I agree to this 100% and I will fill in the interrupt routing and
other affinity info so it gives you a mental model, that is I am doing
a comparison between sharing a core between application processing and
napi processing vs doing napi processing in dedicated cores. I want to
focus on the premise of the problem/use case I am trying to solve. I
mentioned this in the cover letter, but it seems you are looking for
specifics however irrelevant they might be to your platform. I will
put those in the next iteration.
>
> > >
> > > - The neper commands provided seem to be the server side since there
> > >   is no -c mentioned. What is the neper client side command?
> > Same command with -c
> > >
> > > - What do the environment variables set for onload+neper mean?
> > >
> > > ...
> > >
> > > Do you follow what I'm getting at here? The cover lacks a tremendous
> > > amount of detail that makes reproducing the setup you are using
> > > unnecessarily difficult.
> > >
> > > Do you agree that I should be able to read the cover letter and, if
> > > so desired, go off and reproduce the setup and get similar results?

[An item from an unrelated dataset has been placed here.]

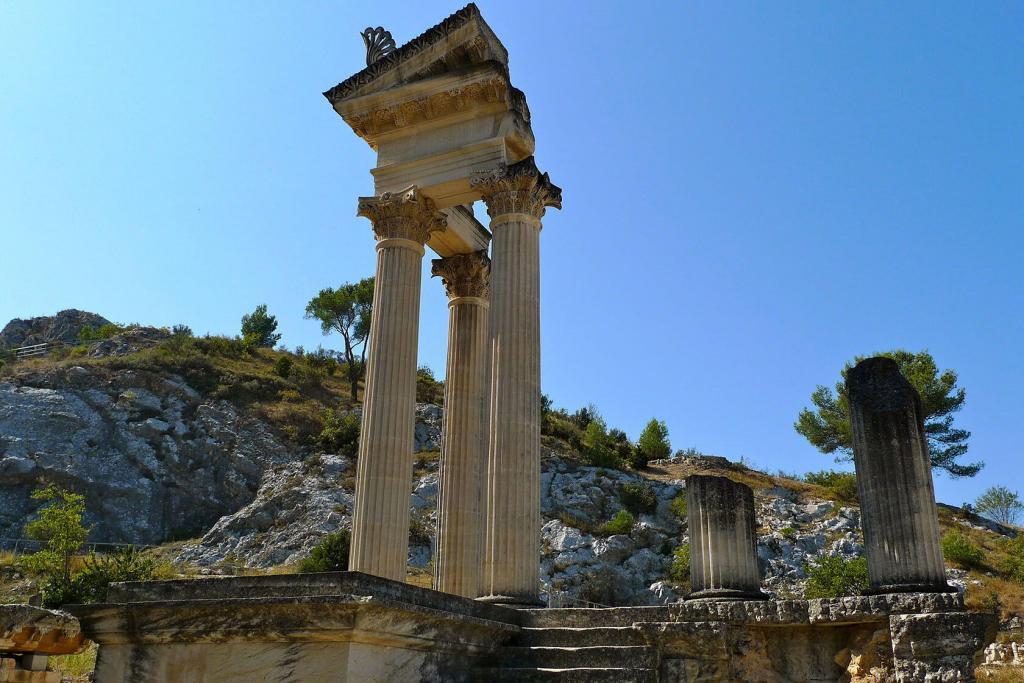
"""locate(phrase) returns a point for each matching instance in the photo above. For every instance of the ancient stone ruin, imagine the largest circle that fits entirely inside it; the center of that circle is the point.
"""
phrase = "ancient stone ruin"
(450, 129)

> > Yes you should be able to that, but there are micro details of your
> > platform and configuration that I have no way of knowing and suggest
> > configurations. I have certainly pointed out the relevant environment
> > and special configurations (netdev queues sizes, sysctls, irq defer,
> > neper command and onload environment variables) that I did for each
> > test case in my experiment. Beyond that I have no way of providing you
> > an internal C3 platform or providing system configuration for your
> > platform.
>
> I'm going to let the thread rest at this point; I just think we are
> talking past each other here and it just doesn't feel productive.
>
> You are saying that your platform and configuration are not publicly
> available, there are too many "micro details", and that you can't
> suggest a configuration for my computer, which is sure to be wildly
> different.
>
> I keep repeating this, but I'll repeat it more explicitly: I'm not
> asking you to suggest a configuration to me for my computer.
>
> I'm asking you to thoroughly, rigorously, and verbosely document
> what _exactly_ *your setup* is, precisely how it is configured, and
> all the versions and SHAs of everything so that if I want to try to
> reproduce it I have enough information in order to do so.
>
> With your cover letter as it stands presently: this is not possible.
>
> Surely, if I can run neper and get a latency measurement, I can run
> a script that you wrote which measures CPU cycles using a publicly
> available tool, right? Then at least we are both measuring CPU
> consumption the same way and can compare latency vs CPU tradeoff
> results based on the same measurement.
I am not considering the CPU/Latency tradeoff since my use case
requires consistent latency. This is very apparent when the core is
shared between application processing and napi processing and it is
pretty intuitive. I think affinity info and the mental model you are
looking for would probably make this more apparent.
>
> By providing better documentation, you make it more likely that
> other people will try to reproduce your results. The more people who
> reproduce your results, the stronger the argument to get this merged
> becomes.